Search
infrastructureblogia

Automated deployment of LibreChat on EC2 AWS

jls /
AWS Terraform SSM GenAI Mistral AI Anthropic OpenAI
Automated deployment of LibreChat on EC2 AWS

This article presents a project POC (Proof of Concept) for the automated deployment of LibreChat on AWS EC2, using Terraform to orchestrate the infrastructure following the principle of Infrastructure as Code, a Bash User-Data script to install components on EC2, and AWS Systems Manager for centralized management of API keys and deployment tracking. The emphasis is on automation and cost optimization through the use of Spot Instances.

Introduction

LibreChat is an advanced chatbot application that integrates multiple AI models, including Mistral AI, and offers features such as conversation search, creation of custom presets, message editing and continuation, as well as plugin integration. It provides a multilingual and multimodal user interface, multi-user management with secure authentication, and is fully open-source. This project explores its deployment on AWS EC2, using advanced tools for a fully automated implementation.

Architecture

The deployed architecture includes the following elements:

  1. An instance EC2 running Ubuntu Server.
  2. A User-Data bash script to automate the installation and configuration of the components required by LibreChat.
  3. Terraform to define and provision the AWS infrastructure required for the LibreChat deployment.
  4. AWS Systems Manager (SSM) to store and retrieve the API keys required by LibreChat and to track deployment progress.

Automation and Infrastructure as Code

Terraform

Terraform is a tool that allows you to define and provision infrastructure as code (Infrastructure as Code). In this project, Terraform is used to create and configure the EC2 instance, as well as the associated AWS resources, such as security groups and IAM roles.

User-Data

The User-Data Bash script is executed at the instance’s first boot. It automates the installation and configuration of the components required by LibreChat, such as Docker, Docker Compose, Git, Node.js and NPM. The User-Data script also configures the API keys required by LibreChat, such as OpenAI, MistralAI, Anthropic, Google API keys and Google CSE ID, by retrieving them from AWS Systems Manager (SSM).

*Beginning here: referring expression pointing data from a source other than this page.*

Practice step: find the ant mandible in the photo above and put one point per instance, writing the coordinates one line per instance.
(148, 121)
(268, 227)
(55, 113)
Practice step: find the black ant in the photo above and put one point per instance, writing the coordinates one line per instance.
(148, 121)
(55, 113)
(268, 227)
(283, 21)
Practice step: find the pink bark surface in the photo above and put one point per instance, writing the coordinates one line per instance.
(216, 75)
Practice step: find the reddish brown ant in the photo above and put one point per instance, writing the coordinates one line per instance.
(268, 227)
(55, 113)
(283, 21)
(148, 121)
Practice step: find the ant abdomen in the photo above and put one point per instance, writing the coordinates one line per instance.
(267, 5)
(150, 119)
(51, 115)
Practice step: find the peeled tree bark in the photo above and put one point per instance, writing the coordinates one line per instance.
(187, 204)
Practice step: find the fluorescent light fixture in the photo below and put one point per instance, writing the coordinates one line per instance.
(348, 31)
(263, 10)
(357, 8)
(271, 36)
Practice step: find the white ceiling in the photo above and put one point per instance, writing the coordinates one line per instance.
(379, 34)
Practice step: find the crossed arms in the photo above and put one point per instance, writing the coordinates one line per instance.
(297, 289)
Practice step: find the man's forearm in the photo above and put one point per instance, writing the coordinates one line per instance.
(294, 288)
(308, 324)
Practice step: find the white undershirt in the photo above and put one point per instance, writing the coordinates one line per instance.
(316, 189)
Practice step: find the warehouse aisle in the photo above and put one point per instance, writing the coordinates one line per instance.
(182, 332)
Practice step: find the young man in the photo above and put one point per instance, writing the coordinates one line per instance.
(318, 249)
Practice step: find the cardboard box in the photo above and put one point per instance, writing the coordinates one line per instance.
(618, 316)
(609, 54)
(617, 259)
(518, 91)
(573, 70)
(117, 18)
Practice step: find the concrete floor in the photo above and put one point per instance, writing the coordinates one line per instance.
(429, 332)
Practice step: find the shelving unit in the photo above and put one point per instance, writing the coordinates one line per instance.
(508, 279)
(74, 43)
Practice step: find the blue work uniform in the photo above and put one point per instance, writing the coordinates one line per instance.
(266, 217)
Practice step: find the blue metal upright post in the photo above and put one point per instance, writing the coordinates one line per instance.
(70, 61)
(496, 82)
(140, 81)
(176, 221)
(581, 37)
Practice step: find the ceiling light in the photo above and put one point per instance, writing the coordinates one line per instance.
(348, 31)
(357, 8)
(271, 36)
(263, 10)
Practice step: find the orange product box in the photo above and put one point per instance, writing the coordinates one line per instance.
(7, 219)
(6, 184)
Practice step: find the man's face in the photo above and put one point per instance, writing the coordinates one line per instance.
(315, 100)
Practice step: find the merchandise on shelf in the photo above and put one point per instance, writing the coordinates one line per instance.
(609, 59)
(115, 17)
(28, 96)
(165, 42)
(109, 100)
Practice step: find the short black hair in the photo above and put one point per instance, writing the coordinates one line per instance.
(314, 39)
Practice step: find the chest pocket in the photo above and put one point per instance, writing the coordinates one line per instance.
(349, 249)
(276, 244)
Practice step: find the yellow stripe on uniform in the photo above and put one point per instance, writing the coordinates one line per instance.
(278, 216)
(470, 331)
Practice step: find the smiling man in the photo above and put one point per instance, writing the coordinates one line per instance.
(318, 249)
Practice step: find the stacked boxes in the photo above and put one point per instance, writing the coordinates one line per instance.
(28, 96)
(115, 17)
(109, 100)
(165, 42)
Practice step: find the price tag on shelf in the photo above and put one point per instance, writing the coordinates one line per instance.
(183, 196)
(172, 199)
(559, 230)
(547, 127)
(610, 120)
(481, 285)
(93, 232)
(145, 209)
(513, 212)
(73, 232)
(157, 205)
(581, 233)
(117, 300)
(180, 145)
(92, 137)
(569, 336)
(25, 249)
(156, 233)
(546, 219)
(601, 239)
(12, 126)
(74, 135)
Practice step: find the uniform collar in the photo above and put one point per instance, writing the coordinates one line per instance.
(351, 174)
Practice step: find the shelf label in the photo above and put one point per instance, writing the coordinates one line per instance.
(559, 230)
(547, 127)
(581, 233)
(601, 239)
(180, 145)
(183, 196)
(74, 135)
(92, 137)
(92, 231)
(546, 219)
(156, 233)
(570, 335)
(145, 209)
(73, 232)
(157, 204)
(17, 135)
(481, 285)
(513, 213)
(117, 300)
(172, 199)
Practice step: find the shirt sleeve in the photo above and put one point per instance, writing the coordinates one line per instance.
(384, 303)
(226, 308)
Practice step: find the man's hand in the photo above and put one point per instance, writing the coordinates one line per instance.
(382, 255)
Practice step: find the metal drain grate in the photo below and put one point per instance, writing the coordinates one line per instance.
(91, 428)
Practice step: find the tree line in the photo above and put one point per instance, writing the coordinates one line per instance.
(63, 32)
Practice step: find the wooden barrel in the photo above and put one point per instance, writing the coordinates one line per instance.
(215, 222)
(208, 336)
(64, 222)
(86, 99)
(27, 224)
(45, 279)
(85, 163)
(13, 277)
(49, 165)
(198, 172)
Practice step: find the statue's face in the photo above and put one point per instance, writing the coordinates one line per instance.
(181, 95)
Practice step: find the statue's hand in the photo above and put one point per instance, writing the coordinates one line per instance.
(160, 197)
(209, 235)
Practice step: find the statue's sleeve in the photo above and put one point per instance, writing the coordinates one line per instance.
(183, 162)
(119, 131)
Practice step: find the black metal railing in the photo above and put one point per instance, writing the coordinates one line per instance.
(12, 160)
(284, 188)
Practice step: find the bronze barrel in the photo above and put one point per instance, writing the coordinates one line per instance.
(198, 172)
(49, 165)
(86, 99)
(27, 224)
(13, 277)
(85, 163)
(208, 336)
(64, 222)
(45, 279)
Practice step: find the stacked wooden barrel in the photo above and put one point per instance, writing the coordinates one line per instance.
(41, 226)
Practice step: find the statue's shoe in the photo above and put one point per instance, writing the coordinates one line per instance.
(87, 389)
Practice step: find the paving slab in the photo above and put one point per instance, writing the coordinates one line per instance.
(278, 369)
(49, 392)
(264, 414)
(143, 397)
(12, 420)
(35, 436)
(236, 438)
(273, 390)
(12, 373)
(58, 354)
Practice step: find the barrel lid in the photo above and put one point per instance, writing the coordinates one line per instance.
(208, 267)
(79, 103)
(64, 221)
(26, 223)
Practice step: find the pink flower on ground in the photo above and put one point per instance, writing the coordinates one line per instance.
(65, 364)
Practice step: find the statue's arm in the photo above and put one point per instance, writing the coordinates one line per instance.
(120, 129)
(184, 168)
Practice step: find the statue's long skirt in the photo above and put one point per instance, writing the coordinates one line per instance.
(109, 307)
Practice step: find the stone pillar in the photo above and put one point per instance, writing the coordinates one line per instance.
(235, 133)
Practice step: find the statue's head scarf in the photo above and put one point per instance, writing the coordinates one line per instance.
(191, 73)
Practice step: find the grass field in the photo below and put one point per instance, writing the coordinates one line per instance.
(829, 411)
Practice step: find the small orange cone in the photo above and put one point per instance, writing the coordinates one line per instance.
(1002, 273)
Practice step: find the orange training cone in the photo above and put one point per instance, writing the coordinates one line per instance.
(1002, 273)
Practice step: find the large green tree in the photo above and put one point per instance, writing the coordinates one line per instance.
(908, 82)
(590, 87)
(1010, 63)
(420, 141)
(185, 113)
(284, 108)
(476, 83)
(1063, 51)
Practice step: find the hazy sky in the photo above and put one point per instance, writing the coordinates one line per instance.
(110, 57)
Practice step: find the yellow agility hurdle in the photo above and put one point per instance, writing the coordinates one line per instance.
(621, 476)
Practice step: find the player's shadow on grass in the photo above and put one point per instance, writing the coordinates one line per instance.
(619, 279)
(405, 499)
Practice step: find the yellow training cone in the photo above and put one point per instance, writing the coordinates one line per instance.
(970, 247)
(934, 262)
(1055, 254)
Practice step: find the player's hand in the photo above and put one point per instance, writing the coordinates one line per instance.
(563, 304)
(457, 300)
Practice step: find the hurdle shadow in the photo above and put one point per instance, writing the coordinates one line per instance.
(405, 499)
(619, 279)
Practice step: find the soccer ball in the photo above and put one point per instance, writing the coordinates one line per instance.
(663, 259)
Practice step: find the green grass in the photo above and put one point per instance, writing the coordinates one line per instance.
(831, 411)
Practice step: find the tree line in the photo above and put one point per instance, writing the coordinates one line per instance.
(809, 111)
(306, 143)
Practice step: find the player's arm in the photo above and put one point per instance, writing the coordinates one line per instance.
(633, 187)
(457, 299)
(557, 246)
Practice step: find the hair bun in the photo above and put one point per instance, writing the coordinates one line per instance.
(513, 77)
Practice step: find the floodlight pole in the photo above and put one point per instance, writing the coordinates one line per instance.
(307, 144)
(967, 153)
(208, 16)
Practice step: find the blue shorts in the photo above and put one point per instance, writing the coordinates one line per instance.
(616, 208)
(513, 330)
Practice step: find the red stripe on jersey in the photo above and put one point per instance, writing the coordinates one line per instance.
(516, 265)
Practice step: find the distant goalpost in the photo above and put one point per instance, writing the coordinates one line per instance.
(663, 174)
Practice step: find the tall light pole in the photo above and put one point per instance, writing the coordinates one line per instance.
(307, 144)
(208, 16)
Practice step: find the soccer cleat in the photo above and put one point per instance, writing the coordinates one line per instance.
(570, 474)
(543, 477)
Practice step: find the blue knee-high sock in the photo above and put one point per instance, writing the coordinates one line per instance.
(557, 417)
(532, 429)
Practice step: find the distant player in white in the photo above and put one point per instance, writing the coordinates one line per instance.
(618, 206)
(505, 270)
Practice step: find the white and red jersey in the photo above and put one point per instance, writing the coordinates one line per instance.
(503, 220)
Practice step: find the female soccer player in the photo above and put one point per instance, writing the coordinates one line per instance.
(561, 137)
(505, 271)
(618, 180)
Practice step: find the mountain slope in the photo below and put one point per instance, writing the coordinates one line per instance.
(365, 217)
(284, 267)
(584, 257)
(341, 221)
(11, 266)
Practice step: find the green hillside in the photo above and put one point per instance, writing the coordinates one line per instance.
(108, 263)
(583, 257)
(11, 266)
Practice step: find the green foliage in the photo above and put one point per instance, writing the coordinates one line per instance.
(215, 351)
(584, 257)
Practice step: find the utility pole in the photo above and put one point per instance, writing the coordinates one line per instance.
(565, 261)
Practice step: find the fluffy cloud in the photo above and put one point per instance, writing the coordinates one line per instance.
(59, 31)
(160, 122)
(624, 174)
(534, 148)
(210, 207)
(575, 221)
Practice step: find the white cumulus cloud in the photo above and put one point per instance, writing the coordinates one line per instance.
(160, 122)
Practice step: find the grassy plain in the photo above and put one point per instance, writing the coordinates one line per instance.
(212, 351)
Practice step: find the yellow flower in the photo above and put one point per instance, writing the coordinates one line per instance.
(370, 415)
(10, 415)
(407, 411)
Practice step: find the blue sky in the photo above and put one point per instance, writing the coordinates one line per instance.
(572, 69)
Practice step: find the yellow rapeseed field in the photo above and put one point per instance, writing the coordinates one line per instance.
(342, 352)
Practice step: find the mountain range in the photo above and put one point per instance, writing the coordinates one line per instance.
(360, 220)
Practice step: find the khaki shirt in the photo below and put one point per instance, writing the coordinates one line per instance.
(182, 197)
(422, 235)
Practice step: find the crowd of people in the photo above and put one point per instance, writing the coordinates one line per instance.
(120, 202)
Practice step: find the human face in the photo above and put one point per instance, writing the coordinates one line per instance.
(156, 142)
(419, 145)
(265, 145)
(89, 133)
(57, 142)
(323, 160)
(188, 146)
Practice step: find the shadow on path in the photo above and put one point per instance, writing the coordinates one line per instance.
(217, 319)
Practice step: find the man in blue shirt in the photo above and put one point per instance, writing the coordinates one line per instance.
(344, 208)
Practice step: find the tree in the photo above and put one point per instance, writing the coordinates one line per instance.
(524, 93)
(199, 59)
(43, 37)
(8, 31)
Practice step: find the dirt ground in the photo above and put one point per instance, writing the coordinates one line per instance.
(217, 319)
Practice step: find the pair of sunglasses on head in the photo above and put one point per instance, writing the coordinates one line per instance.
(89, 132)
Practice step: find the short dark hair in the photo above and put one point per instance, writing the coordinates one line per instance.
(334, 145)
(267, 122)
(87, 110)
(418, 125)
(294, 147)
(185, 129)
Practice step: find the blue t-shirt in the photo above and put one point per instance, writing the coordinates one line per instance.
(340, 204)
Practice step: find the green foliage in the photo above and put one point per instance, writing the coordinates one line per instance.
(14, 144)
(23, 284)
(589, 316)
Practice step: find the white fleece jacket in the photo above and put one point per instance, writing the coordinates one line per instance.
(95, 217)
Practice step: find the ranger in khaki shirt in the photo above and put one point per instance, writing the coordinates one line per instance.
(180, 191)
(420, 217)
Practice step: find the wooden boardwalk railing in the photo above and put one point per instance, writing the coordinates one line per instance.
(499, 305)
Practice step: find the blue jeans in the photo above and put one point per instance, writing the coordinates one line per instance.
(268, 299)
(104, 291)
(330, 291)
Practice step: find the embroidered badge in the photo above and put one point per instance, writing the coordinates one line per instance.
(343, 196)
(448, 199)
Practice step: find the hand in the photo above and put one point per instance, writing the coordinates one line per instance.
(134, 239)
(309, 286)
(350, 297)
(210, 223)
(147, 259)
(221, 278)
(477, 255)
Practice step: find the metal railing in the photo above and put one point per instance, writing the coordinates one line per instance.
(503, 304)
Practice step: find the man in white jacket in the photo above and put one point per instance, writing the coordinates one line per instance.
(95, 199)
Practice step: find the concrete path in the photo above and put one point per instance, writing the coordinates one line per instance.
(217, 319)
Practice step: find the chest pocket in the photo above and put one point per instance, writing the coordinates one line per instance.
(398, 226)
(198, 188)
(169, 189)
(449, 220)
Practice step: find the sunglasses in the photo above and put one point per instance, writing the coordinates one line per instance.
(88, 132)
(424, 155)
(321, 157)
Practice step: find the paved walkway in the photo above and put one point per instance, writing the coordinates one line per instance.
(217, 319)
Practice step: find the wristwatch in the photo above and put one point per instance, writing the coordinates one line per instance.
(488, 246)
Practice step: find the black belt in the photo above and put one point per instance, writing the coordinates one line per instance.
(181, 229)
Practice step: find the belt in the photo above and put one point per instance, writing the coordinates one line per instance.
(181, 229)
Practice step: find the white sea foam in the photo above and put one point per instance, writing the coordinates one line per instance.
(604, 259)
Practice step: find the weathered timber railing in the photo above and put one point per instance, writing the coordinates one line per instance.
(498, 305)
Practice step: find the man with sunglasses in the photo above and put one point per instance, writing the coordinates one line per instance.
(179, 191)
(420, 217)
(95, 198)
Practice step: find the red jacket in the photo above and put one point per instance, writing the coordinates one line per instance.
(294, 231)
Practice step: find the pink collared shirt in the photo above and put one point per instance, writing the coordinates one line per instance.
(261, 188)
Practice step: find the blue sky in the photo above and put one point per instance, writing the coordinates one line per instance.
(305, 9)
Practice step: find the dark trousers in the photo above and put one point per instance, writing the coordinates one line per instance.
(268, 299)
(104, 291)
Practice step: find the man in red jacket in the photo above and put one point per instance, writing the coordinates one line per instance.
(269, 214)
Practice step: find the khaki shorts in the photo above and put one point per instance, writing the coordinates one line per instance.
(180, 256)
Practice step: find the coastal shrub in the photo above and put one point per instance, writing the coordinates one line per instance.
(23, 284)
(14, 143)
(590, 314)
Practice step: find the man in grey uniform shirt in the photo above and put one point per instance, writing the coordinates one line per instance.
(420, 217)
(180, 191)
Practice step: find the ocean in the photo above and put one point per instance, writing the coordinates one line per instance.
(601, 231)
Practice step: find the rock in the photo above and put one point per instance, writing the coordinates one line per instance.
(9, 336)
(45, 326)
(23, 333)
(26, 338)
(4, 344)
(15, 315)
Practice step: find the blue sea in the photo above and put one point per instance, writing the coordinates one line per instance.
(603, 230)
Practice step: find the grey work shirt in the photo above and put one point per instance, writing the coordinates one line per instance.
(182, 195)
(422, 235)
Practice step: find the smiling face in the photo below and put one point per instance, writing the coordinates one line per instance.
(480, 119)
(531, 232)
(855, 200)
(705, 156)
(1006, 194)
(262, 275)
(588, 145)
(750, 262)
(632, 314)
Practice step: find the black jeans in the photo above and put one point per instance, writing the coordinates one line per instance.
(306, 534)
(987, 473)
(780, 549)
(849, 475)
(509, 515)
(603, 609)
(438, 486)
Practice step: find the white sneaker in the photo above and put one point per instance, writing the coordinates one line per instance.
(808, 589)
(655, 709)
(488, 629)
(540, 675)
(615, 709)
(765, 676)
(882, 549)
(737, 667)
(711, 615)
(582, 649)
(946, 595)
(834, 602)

A function update_status is defined in the User-Data script to update the deployment status via AWS SSM. This function allows monitoring the deployment state and quickly detecting any issues. The User-Data script also pushes the function update_registration.sh and sets it in cron to enable or disable registrations.

Example of the function update_status :

update_status() {
  STATUS_MESSAGE=$1
  aws ssm put-parameter --name "/librechat/deployment-status" --type "String" --value "$STATUS_MESSAGE" --overwrite --region $AWS_DEFAULT_REGION
}

Example of the function update_registration.sh :

#!/bin/bash
set -e

# Update registration status in SSM Parameter Store
aws ssm put-parameter --name "/librechat/registration_enabled" --type "String" --value "$1" --overwrite --region $AWS_DEFAULT_REGION

# Update LibreChat configuration file
if [ "$1" == "true" ]; then
  sed -i 's/enabled: false/enabled: true/g' /opt/librechat/config.yaml
else
  sed -i 's/enabled: true/enabled: false/g' /opt/librechat/config.yaml
fi

# Restart LibreChat service
systemctl restart librechat

The function update_registration.sh is used to update the activation status of registrations in the SSM Parameter Store and the LibreChat configuration file. The LibreChat service is then restarted to apply the changes.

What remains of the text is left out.